Paul Clement, an attorney for the 26 states opposing the Patient Protection and Affordable Care Act, argued that the so-called individual mandate in the law regulates private economic inaction: 'The question is whether for the first time in our history Congress has the power to force people into commerce.'

The justices put forward a series of hypothetical questions to test the limits of what Congress could legislate if it can require insurance purchases.

'Can the government require you to buy a cell phone because that would facilitate communication in an emergency?' Roberts asked.

Other conservatives asked whether burial insurance could be required since everyone will die, while some pointed to potential requirements to eat broccoli or join a health club.

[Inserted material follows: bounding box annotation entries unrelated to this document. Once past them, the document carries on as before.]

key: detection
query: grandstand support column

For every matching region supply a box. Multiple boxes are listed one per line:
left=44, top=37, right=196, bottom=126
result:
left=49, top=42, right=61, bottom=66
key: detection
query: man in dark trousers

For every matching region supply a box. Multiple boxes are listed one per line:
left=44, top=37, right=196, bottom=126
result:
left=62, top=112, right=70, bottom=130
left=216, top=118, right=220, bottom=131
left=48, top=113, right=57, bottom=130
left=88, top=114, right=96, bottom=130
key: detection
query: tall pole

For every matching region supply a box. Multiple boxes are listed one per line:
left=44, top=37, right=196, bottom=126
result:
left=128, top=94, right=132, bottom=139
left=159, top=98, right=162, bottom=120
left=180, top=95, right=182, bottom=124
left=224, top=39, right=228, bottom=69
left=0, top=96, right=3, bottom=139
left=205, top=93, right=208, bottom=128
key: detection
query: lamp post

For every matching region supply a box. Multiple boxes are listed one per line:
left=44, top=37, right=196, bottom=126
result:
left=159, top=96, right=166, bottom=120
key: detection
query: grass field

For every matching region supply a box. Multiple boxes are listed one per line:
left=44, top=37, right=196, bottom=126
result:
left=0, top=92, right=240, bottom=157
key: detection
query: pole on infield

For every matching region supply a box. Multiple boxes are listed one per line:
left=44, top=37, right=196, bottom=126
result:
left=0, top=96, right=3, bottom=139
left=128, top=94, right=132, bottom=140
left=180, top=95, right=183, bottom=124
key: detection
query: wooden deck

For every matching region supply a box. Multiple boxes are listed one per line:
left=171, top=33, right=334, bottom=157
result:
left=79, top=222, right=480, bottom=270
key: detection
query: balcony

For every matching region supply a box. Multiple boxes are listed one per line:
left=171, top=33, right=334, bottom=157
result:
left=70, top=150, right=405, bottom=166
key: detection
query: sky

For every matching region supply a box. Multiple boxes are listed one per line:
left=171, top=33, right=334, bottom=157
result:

Liberals on the court seemed to argue the government's case.

'Unlike food or any other market, when you made the choice not to buy insurance, even though you have every intent in the world to self-insure, to save for it, when disaster strikes, you may not have the money,' noted Justice Ruth Bader Ginsburg.

Demonstrators gathered outside, with some supporters of the measure waving signs that read, 'Protect my health care.'

Hundreds of other activists were present on behalf of the Tea Party movement, a Republican, small-government faction that sprouted in 2009-10, largely in response to Obama's health care proposals.

'We're opposed to it, as is the Constitution of the United States,' said Vincent Ferro, who drove with a friend from New York state overnight.

The hearings began Monday with procedural arguments about whether the court can hear a challenge to a law whose main provisions will not go into effect for years. On Wednesday, the court will consider whether the law must be struck down as a whole if parts are determined unconstitutional and debate an expansion of state health care for the poor.

Obama pushed for the law to help an estimated 30 million people without health insurance and address soaring costs in one of the few wealthy nations that do not guarantee insurance coverage to all citizens.